Nach 4 Tagen traten wir morgens gegen 6.30 die Heimreise an. Die See war so unruhig, dass nicht nur wir, sondern selbst die Besatzung des Schiffes, einschließlich des Rangers und des Käpitäns Schwimmwesten tragen mussten. Ich machte mir erneut Sorgen um die Ausrüstung und um unser Leben. Zum Glück hatte ich nicht gefrühstückt, und wir erreichten wohlbehalten und etwas grün im Gesicht nach vier Stunden Fahrt Sumur.
In Sumur musste ich mich erst einmal neu Einnorden, so schlimm war die Fahrt für mich. Nach einer Stunde fand sich dann auch jemand, der uns direkt über Labuan, wo unser Ranger wohnte, nach Jakarta in das von uns bekannte Hotel brachte. Der Fahrer bewältigte die Strecke in einer absoluten Rekordzeit von 4 Stunden, wobei er den 4. und 5. Gang des Wagens anscheinend nicht kannte, dafür aber Vollgas in all den anderen Gängen gab.
Gegen 16.00 erreichten wir das Hotel in Jakarta und stellten uns wieder auf für uns normale Verhältnisse ein. Nachdem wir den Zoo von Jakarta und einen Vogelmarkt besucht hatten, traten wir die Heimreise nach Thailand 3 Tage später an.
Morgens ging es per Taxi zum Flughafen von Jakarta. Am Schalter von Malaysia Airlines teilte man mir dann freundlicherweise mit, dass Suvarnabhumi in Thailand wegen Streiks geschlossen sei. Ich solle doch am nächsten Tag noch einmal vorbeischauen und nachfragen, ob sich die Lage entspannt habe.
Ich hatte aber ein ungutes Gefühl in mir und wollte nun auch nach 2,5 Wochen Aufenthalt auf Java zurück nach Thailand, um mein Material an Fotos und Videos zu sichten.

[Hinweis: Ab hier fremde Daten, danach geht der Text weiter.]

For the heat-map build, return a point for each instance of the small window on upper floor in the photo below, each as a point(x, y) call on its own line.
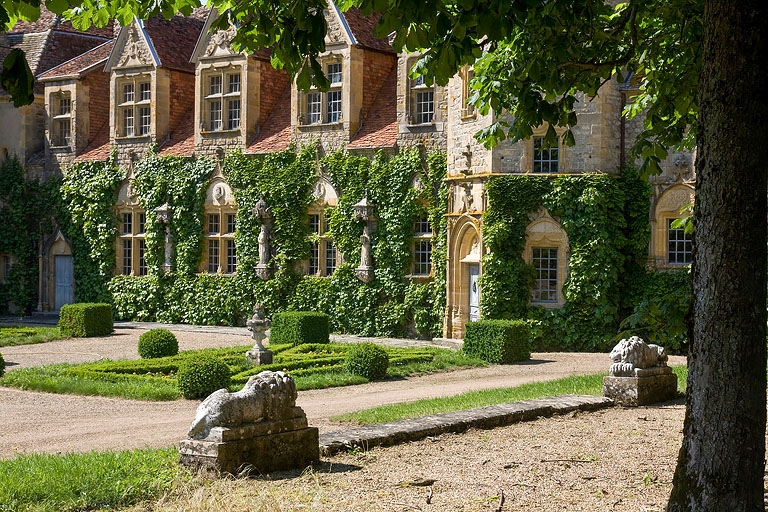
point(222, 100)
point(61, 119)
point(545, 159)
point(318, 107)
point(134, 110)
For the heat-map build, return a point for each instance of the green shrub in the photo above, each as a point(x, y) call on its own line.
point(299, 327)
point(85, 319)
point(498, 341)
point(367, 360)
point(158, 343)
point(200, 376)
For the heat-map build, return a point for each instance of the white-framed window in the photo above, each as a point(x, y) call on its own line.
point(61, 119)
point(131, 257)
point(323, 255)
point(325, 107)
point(222, 100)
point(679, 245)
point(422, 247)
point(134, 108)
point(221, 252)
point(545, 160)
point(544, 261)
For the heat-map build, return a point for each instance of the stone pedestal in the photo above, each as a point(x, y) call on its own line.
point(258, 355)
point(647, 386)
point(258, 447)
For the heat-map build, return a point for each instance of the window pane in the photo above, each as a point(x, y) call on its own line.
point(233, 114)
point(213, 256)
point(544, 260)
point(231, 257)
point(679, 245)
point(334, 107)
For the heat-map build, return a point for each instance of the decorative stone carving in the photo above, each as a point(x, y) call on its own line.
point(258, 427)
point(364, 211)
point(259, 326)
point(639, 374)
point(263, 212)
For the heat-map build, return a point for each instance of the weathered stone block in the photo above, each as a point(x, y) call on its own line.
point(641, 390)
point(263, 454)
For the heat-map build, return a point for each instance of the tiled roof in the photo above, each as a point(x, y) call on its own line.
point(379, 128)
point(362, 28)
point(80, 64)
point(276, 133)
point(182, 140)
point(174, 40)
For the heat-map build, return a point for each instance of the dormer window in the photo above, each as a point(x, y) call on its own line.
point(222, 104)
point(134, 109)
point(325, 107)
point(61, 119)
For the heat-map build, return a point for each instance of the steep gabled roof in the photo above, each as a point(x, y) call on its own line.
point(80, 65)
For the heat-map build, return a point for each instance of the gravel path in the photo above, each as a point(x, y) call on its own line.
point(43, 422)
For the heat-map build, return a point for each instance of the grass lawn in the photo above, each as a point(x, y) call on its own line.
point(11, 336)
point(312, 366)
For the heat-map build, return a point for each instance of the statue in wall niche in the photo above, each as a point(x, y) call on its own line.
point(633, 354)
point(267, 396)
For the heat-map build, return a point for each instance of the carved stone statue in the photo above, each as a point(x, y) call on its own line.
point(266, 396)
point(634, 353)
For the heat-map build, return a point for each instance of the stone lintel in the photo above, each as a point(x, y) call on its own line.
point(295, 449)
point(634, 391)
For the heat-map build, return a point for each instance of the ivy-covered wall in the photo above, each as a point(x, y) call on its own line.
point(606, 221)
point(392, 305)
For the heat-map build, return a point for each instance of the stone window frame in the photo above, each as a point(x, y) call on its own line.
point(545, 232)
point(138, 101)
point(131, 241)
point(226, 96)
point(314, 105)
point(61, 111)
point(418, 89)
point(422, 245)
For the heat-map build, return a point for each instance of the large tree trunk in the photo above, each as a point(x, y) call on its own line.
point(721, 463)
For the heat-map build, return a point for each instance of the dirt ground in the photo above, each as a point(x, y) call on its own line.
point(614, 459)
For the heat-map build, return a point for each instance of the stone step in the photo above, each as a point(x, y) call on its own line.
point(402, 431)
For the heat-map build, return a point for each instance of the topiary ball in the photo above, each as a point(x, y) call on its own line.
point(201, 375)
point(367, 360)
point(158, 343)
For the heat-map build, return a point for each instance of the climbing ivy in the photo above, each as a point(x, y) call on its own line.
point(601, 216)
point(27, 210)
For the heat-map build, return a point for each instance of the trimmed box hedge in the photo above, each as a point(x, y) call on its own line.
point(86, 319)
point(498, 341)
point(299, 327)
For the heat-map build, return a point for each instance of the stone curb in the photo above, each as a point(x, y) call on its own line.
point(414, 429)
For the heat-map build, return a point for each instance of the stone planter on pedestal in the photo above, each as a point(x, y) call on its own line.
point(639, 374)
point(257, 429)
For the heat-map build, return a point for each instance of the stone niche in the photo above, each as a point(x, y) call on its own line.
point(258, 429)
point(639, 374)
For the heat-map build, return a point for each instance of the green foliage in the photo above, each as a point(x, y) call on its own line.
point(498, 341)
point(605, 218)
point(200, 376)
point(158, 343)
point(367, 360)
point(85, 319)
point(87, 481)
point(27, 208)
point(299, 327)
point(88, 194)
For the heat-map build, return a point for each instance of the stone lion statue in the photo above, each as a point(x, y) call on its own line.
point(634, 353)
point(266, 396)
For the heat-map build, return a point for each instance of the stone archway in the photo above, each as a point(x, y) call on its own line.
point(464, 267)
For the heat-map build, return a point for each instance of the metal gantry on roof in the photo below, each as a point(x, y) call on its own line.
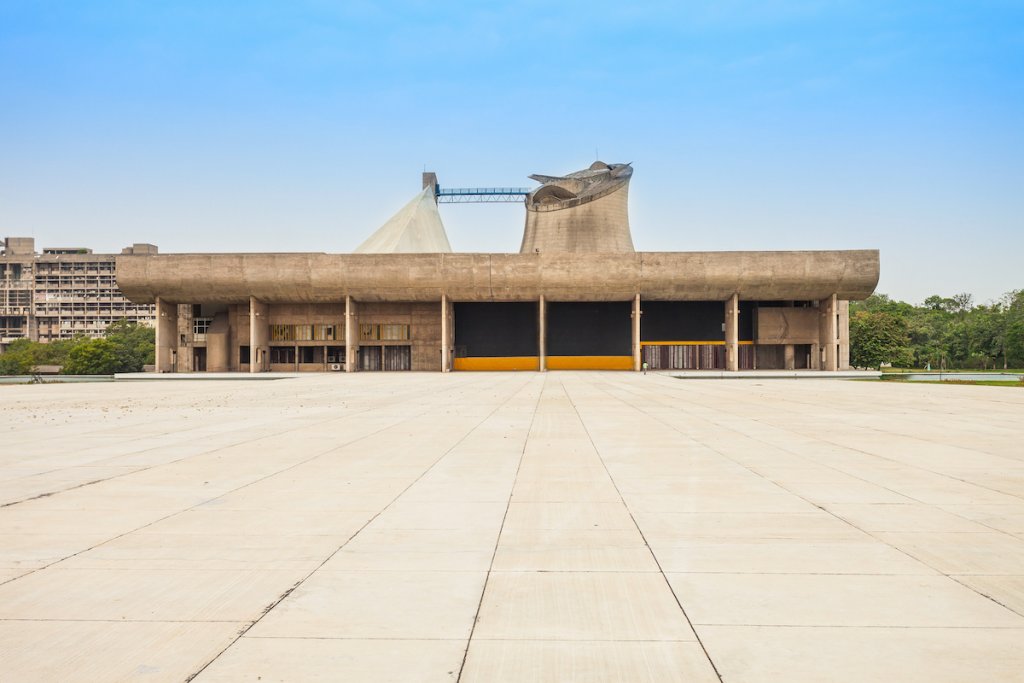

Ich beschloss bis nach Kuala Lumpur, und von dort aus nach Phuket und weiter nach Chiang Mai, oder wie auch immer zu fliegen.
Ich erreichte Kuala Lumpur auf normalem Wege und hatte dort Glück, dass man mir meinen zuvor gebuchten Flug von hier nach Bangkok nun nach Phuket umbuchte.

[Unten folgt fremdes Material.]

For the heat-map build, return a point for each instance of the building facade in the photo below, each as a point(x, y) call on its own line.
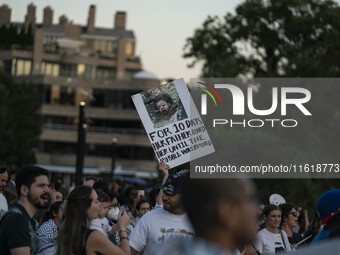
point(71, 63)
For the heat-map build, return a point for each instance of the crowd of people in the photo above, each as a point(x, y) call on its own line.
point(177, 216)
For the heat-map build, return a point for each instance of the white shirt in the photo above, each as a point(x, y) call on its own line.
point(266, 242)
point(159, 226)
point(102, 225)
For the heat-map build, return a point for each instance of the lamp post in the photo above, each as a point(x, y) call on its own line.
point(81, 143)
point(113, 156)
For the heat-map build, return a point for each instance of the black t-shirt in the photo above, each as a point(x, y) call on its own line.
point(295, 238)
point(15, 231)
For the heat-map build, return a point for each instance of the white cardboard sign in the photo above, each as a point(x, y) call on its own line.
point(173, 124)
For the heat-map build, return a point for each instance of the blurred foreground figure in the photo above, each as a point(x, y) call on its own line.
point(223, 213)
point(18, 228)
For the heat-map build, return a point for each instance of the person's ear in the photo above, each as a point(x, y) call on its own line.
point(24, 190)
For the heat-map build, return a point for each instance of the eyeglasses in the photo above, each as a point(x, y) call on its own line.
point(295, 213)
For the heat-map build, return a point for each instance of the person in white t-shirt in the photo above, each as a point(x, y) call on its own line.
point(102, 223)
point(165, 223)
point(271, 239)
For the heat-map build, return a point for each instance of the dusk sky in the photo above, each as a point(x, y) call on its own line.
point(160, 27)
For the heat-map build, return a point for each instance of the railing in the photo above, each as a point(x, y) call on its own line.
point(94, 129)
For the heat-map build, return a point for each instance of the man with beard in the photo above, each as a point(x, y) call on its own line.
point(18, 228)
point(165, 223)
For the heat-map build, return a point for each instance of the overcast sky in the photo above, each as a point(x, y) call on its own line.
point(160, 26)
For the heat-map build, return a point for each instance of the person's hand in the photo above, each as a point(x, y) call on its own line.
point(164, 168)
point(123, 220)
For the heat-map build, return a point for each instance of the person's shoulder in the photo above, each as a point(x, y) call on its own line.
point(297, 236)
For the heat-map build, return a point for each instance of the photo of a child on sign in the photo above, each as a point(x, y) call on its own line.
point(164, 105)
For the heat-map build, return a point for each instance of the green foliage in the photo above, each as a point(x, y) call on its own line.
point(271, 39)
point(20, 122)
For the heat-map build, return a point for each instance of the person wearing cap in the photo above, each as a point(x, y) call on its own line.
point(165, 223)
point(328, 208)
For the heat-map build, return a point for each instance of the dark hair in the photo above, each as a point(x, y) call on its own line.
point(153, 194)
point(164, 97)
point(102, 196)
point(2, 169)
point(128, 190)
point(285, 210)
point(201, 198)
point(53, 209)
point(92, 177)
point(269, 208)
point(26, 176)
point(71, 237)
point(140, 202)
point(13, 172)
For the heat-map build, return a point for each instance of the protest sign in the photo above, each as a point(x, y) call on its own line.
point(173, 124)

Am Abend gegen 21.00 erreichten wir Phuket, aber von hier aus war es nicht möglich, weiter nach Nord-Thailand vorzudringen. Alles war ausgebucht oder die Flughäfen waren dort, wo wir hin wollten, geschlossen. Ein Taxi brachte uns nach Phuket Stadt in ein Hotel. Erst einmal ausschlafen, und am nächsten Tag weitersehen, war jetzt die Devise. Zudem war ich auch noch von einer starken Grippe befallen, die ich mir durch die Nässe im National-Park und die Klimaanlage im Hotel in Jakarta eingefangen hatte.

Am nächsten Morgen besorgte uns dann der Hotelportier einige der letzten Bustickets nach Bangkok, auch hier war alles ausgebucht. Die anschließende Fahrt dauerte 13 Stunden bis zum Busterminal Süd in Bangkok, von dort ging es mit dem Taxi zum Busterminal Nord. Sofort kauften wir am ersten Chiang Mai Schalter die Tickets und 5 Minuten später startete schon der Bus.
Wir erreichten Chiang Mai nach 12 Stunden und waren nun froh, nach 25 Stunden Busfahrt am Stück endlich wieder zu Hause in zu sein.

Fazit:
Ich habe viele Freundschaften geschlossen, Eindrücke und Erfahrungen gesammelt. Den Uijon Kulon Nationalpark werde ich noch einmal aufsuchen, aber nicht zur Regenzeit. Es ist einfach paradiesisch dort, das Wasser des Meeres ist glasklar und auf Pecuang Island sind Hirsche und Wildschweine so zahm, dass manche einem aus der Hand fressen.
Ich habe in Asien schon einige Nationalparks besucht, aber nirgendwo so viele Tiere zu sehen bekommen, wie in den Nationalparks Javas.